From: "Robert White" <rwhite@casabyte.com>
To: "Nick Piggin" <piggin@cyberone.com.au>, <elladan@eskimo.com>
Cc: "Rik van Riel" <riel@imladris.surriel.com>,
       "David Woodhouse" <dwmw2@infradead.org>, <ptb@it.uc3m.es>,
       "William Lee Irwin III" <wli@holomorphy.com>,
       "Martin J. Bligh" <mbligh@aracnet.com>, <linux-kernel@vger.kernel.org>,
       <root@chaos.analogic.com>
Subject: RE: recursive spinlocks.
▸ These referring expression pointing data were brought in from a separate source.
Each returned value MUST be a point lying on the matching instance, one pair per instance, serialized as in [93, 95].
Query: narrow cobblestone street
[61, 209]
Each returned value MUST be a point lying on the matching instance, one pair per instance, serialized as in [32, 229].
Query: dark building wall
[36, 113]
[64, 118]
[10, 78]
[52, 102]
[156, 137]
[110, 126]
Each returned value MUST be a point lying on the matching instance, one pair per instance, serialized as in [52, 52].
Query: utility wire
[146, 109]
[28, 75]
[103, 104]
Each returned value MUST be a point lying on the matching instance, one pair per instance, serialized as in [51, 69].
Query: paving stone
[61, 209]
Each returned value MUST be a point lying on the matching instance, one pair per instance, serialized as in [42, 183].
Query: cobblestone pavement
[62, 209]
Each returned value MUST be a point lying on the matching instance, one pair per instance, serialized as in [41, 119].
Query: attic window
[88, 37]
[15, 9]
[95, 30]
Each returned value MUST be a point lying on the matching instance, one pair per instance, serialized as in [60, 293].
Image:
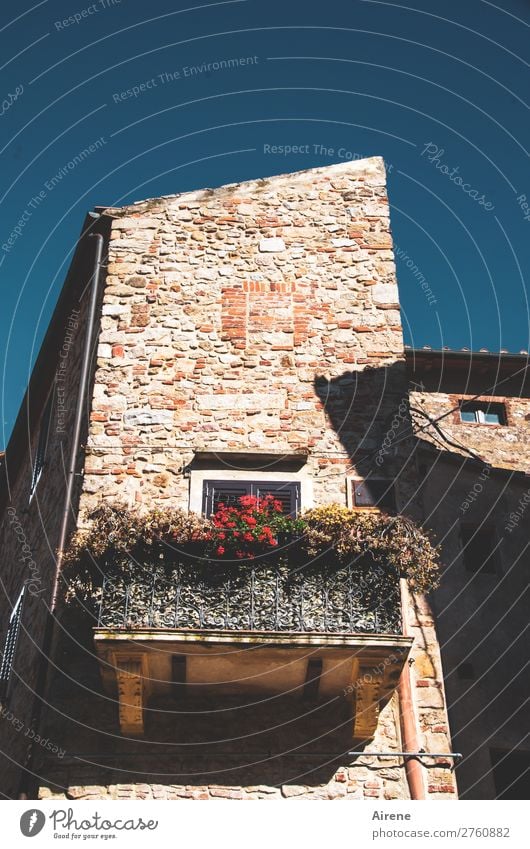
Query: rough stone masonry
[254, 318]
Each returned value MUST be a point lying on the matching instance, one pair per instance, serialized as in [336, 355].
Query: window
[511, 774]
[229, 493]
[40, 454]
[10, 645]
[479, 545]
[482, 412]
[374, 492]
Shoot.
Date: Thu, 22 May 2003 17:19:59 -0700
Message-ID: <PEEPIDHAKMCGHDBJLHKGEEKJCMAA.rwhite@casabyte.com>
MIME-Version: 1.0
Content-Type: text/plain;
	charset="us-ascii"
Content-Transfer-Encoding: 7bit
In-Reply-To: <3ECC4C3A.9000903@cyberone.com.au>
Importance: Normal
Sender: linux-kernel-owner@vger.kernel.org
Content-Length: 12561
Lines: 239

This will, hopefully, be my out-comment on this thread.
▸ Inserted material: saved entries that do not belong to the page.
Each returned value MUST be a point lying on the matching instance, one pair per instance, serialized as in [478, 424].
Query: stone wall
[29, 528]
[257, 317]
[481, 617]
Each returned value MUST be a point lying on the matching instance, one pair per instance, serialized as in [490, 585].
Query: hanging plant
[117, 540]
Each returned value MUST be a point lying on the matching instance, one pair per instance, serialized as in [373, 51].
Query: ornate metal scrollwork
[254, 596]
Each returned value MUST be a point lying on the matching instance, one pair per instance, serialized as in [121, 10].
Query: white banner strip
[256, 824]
Various persons in different branches of this thread are making and
repeating various inferences they have taken from my statements as if those
were my position.  I will state my position and then let most of this drop.

But First:  At some point I dropped the spinlock focus and started talking
about locking in general.  I'll take the onus for that completely.  My Bad.
Sorry.  Now that it is in the mix, however, I will have to make it part of
the position, else there will be all sorts of "but you said here that..."
kinds of possible responses.

My Position:

1) Recursive Locking has value, it is not absolutely inherently broken, bad,
or evil as some seem to believe.

There is no a-priori "somebody messed up" absolute that can be deduced
simply because a logical structure reaches code that wants to clam a
resource that the same thread, in an outer layer of abstraction, has already
claimed.  The only time it is a-priori wrong is when the locking mechanism
is designed to self-deadlock, and it is only that self-deadlock that is
"wrong by absolute definition".

2) Any application of locking (spin or otherwise) that can be written with
recursive locking can be re-written without it.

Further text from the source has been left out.